The recognition of EMS as a subspecialty was approved by ABMS at its General Assembly of its members on Thursday.
Organizations such as the National Association of EMS Physicians, the American College of Emergency Medicine and the Society of Academic Emergency Medicine are among those that have been working on giving EMS a voice with the ABMS.
"The purpose of subspecialty certification in EMS is to standardize physician training and qualifications for EMS practice, to improve patient safety and enhance the quality of emergency medical care provided to patients in the prehospital environment, and to facilitate further integration of prehospital patient treatment into the continuum of patient care," said Mark T. Stelle, M.D., President of the American Board of Emergency Medicine Board of Directors.

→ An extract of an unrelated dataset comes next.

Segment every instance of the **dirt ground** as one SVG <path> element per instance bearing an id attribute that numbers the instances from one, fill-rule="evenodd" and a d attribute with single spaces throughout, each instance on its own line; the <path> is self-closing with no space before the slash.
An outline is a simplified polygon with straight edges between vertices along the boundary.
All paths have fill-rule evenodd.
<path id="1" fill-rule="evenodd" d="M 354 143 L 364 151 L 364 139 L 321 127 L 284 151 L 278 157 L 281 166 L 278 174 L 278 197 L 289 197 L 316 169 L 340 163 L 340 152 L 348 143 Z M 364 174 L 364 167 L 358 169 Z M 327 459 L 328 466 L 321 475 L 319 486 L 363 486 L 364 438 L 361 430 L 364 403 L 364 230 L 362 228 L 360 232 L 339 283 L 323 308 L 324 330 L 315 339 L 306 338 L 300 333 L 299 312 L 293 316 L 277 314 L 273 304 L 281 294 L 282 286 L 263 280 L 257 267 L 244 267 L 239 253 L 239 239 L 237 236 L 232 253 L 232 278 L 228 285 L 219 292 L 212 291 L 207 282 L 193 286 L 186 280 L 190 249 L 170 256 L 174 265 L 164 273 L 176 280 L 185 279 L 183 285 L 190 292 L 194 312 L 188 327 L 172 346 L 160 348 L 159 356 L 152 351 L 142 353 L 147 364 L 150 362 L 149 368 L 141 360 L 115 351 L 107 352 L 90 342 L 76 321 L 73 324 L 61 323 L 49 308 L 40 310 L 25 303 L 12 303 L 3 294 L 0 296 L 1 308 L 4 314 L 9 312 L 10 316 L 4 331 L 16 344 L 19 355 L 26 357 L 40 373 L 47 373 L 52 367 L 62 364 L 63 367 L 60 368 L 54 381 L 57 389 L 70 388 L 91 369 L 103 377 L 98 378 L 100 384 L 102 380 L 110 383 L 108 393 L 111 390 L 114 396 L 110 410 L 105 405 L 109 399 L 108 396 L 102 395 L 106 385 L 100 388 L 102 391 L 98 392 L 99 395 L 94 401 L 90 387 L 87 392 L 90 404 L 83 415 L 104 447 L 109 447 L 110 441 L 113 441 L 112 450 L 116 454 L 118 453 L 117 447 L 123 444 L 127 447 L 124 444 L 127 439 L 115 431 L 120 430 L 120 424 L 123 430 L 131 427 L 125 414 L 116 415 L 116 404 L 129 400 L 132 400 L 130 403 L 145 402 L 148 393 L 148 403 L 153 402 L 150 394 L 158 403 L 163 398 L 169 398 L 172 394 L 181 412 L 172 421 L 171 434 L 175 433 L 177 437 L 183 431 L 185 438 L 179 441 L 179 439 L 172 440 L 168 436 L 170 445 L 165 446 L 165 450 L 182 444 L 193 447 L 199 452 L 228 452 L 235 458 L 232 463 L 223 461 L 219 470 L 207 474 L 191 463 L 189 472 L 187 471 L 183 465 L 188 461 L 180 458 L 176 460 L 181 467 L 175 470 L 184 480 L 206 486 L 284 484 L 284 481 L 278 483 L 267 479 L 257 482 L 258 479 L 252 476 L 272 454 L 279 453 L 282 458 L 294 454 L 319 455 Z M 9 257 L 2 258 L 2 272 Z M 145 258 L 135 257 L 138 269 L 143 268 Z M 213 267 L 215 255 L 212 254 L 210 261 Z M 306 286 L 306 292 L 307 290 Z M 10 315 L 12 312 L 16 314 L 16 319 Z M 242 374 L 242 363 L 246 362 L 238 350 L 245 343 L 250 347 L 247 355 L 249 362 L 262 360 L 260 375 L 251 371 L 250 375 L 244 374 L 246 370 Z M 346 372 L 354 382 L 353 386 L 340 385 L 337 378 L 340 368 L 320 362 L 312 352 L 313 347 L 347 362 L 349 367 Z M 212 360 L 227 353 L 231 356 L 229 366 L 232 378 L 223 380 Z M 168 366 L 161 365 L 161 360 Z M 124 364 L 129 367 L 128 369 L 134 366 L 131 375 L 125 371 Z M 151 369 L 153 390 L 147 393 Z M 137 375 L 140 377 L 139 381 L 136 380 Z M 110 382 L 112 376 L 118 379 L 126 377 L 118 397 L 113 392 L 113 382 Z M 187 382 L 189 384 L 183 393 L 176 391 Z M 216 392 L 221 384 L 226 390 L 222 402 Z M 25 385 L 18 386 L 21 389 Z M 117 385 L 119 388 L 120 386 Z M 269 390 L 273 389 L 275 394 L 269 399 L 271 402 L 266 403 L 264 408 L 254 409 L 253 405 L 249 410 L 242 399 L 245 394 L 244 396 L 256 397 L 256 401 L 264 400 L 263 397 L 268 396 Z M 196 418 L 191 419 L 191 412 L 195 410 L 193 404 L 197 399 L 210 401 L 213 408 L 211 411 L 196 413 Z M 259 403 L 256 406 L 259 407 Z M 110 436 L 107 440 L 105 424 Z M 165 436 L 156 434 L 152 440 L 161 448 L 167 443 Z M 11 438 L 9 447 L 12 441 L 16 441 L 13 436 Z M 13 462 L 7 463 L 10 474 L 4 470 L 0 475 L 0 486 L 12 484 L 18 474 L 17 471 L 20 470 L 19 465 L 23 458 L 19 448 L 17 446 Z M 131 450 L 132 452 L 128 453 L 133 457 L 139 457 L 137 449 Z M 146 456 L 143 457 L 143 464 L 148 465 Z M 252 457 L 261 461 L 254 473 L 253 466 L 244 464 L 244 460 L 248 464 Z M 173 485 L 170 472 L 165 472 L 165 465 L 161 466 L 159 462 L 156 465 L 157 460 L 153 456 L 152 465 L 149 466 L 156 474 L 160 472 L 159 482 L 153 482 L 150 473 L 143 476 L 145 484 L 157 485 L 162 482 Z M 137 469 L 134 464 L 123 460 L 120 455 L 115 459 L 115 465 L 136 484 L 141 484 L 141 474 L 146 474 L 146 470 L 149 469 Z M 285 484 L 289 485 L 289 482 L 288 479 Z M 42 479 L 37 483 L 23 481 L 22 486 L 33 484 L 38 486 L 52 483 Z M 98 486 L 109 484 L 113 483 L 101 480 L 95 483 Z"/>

The recognition of EMS as a subspecialty has been discussed for more than 20 years, but it had yet to be formally recognized, said EMS1 columnist Mic Gunderson, president of Integral Performance Solutions (formerly the emergency medicine, fire and 911 division of HealthAnalytics).
"In terms of research and academic recognition, EMS was competing against all the other preexisting subspecialties and it wasn't really on the radar," he said.
Gunderson said those days are over, and the effects of this announcement will be a catalyst for more positive changes to come.
"If you're interested in EMS as a career pathway, now officially you can do this as a subspecialty which I think will help create more fellowship programs for physicians raise the quality of medical direction in the EMS industry and with that the level of research and academic interest," he said. "It's real now. This has far reaching implications for the future of the EMS industry."
EMS becomes the sixth subspecialty available to ABEM diplomates along with Medical Toxicology, Pediatric Emergency Medicine, Sports Medicine, Undersea and Hyperbaric Medicine, and Hospice and Palliative Medicine.